La crisis económica que arrancó en 2008 le golpeó con severidad en un momento en el que sus finanzas se encontraban en un estado muy delicado. Entonces acaeció la tragedia del vuelo 5022, que se estrelló en una de las pistas de Barajas cuando despegaba rumbo a Gran Canaria con 162 pasajeros a bordo. 154 personas perdieron la vida dejando a Spanair al borde la bancarrota y con la imagen pública muy dañada. La propietaria de la aerolínea, la escandinava SAS, anunció que quería venderla y se la colocó a un grupo de empresarios catalanes bajo el patrocinio de la Generalidad, el ayuntamiento de Barcelona y la Feria de la Ciudad Condal.

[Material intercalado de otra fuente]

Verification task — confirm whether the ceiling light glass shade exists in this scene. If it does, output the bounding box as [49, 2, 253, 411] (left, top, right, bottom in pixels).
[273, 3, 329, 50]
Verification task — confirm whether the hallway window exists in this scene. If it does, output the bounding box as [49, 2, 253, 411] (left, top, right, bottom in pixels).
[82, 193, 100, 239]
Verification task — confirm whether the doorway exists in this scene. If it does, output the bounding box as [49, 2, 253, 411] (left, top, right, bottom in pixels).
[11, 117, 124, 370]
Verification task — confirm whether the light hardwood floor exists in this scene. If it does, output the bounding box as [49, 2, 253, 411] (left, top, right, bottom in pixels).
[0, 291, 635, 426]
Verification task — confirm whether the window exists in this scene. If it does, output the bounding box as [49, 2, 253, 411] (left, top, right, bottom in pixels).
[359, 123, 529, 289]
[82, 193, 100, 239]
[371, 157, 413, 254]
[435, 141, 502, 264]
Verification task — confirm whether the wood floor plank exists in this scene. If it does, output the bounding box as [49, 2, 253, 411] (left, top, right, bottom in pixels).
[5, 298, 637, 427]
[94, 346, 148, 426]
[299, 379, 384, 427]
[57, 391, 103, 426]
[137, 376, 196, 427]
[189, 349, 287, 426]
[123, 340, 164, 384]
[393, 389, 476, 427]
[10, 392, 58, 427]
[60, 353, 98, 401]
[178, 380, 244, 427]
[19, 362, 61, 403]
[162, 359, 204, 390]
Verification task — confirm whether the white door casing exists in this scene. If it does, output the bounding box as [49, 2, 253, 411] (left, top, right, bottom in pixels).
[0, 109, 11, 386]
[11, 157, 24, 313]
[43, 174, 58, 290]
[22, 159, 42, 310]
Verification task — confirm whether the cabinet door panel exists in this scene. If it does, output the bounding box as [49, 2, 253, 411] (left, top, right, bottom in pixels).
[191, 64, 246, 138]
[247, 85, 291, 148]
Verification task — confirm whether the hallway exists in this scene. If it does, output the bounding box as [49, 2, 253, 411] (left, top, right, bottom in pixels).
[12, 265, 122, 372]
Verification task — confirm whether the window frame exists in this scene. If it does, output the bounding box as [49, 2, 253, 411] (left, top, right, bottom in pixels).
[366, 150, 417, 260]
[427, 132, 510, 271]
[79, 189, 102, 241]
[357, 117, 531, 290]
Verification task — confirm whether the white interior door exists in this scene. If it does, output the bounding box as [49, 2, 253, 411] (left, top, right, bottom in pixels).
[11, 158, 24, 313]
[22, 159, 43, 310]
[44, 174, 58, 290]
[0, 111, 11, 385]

La última etapa de Spanair ha sido un despropósito sin paliativos. Los nuevos dueños trasladaron, por puro capricho, la sede central de Palma a Barcelona, cambiaron la imagen corporativa y “catalanizaron” la empresa haciendo ver explícitamente que se trataba de algo parecido a una anacrónica aerolínea de bandera dependiente del Gobierno autonómico. En parte así era. Primero el tripartito y luego Artur Mas han enterrado una cantidad ingente de millones en mantener con respiración asistida a Spanair. Si seguía volando se debía única y exclusivamente a las inyecciones económicas de las administraciones públicas catalanas, una situación anómala e ilegal que Vueling, otra línea aérea con sede en Barcelona, había denunciado en incontables ocasiones.

Tan era así que, según ha anunciado la Generalidad su intención de cerrar el grifo, la empresa ha tenido que suspender su actividad en el acto. Una suspensión desordenada y caótica que ha dejado a cerca de 25.000 pasajeros en tierra. Spanair estuvo vendiendo billetes hasta la misma tarde en que anunció el cese de operaciones y, al cierre de esta edición, los problemas derivados de su desastrosa gestión colean en los aeropuertos de toda España. Aparte de esto, unos 2.000 trabajadores engrosan desde ya la interminable cola de desempleados que está devastando la economía de nuestro país.

El proyecto de la nueva Spanair ha naufragado no tanto por falta de financiación –inconveniente del que ninguna empresa española se libra–, como por el empecinamiento de sus directivos en convertir la compañía en un apéndice empresarial del delirante proyecto soberanista y de construcción nacional, que ayer encarnaban los partidos del tripartito y hoy Convergencia y Unión. La estructura de costes de la compañía la convertían en una aerolínea inviable económicamente. Pero los dueños de Spanair no parece que aspirasen a la rentabilidad, sino a cumplimentar un objetivo político trazado de antemano. Los experimentos político-empresariales siempre terminan como el rosario de la aurora, especialmente cuando no hay dinero para mantenerlos. Ese ha sido el verdadero drama de Spanair.